All I need to do is close my eyes and I’m transported back to sometime in the mid-’80s, the unmistakeable scent of Cool Ranch Doritos wafting on the air and the sloshing of multiple liters of Mountain Dew as I creep down the basement stairs. “What are you doing down here for so long?” would inevitably be answered by “We’re playing Dungeons & Dragons, go away or we’ll tell Mom you’re bugging us.” That would happen for hours on end, and now it can again with a digital archive of the role-playing adventures.
I don’t know much about D&D, banished as I was to the upstairs realm by my impatient older brothers during their marathon playing sessions, but I do know that many will be happy to hear that the games from the past are being resurrected online.
Wired.com says Wizards of Coast launched dndclassics.com so fans of the games can purchase rulebooks, adventure series, supplement materials and some backlisted products. The company decided to make this move online to circumvent anyone trying to pirate the content for free.
“A lot people have a passion for and memories of these older products,” said Liz Schuh, who directs publishing and licensing for Dungeons & Dragons. “We don’t want them to go to torrent sites. Why not give them a legal route?” Schuh added that idea of re-releasing old products was a result of listening to fans on the forums, with the goal of letting “people play the D&D they want in the format they want.”

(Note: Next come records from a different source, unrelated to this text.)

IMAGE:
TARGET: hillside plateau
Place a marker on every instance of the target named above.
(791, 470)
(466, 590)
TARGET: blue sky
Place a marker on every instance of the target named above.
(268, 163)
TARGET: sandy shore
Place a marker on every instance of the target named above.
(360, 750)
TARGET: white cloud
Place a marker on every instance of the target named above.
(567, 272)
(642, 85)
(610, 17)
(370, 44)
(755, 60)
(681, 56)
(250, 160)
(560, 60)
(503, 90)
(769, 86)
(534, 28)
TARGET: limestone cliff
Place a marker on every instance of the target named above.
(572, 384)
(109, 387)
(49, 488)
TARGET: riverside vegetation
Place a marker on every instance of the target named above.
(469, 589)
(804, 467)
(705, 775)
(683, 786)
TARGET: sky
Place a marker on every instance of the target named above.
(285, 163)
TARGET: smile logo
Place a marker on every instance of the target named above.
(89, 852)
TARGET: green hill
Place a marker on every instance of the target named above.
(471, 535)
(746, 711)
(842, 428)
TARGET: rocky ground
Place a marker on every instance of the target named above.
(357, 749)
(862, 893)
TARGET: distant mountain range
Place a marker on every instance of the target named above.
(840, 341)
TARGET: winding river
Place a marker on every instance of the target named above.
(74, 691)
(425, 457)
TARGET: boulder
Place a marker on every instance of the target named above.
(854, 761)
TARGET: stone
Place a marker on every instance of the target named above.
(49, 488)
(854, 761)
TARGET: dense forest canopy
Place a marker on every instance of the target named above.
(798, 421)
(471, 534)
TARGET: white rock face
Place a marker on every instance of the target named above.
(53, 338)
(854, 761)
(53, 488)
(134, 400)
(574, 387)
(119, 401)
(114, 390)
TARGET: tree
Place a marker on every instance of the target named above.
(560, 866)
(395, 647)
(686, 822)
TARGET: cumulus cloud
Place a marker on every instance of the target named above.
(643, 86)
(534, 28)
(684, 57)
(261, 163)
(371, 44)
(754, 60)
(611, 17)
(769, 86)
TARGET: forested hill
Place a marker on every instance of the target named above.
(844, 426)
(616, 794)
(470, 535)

There are currently about 80 products available for download as of now, and the company is working on making more available in the future. Everything has been freshly scanned to look as good as the day you first laid eyes on it way back when.
Get the 20-sided die ready, everyone. Your parents basement might not be available anymore but there’s still plenty of Cool Ranch Doritos and Mountain Dew to be consumed.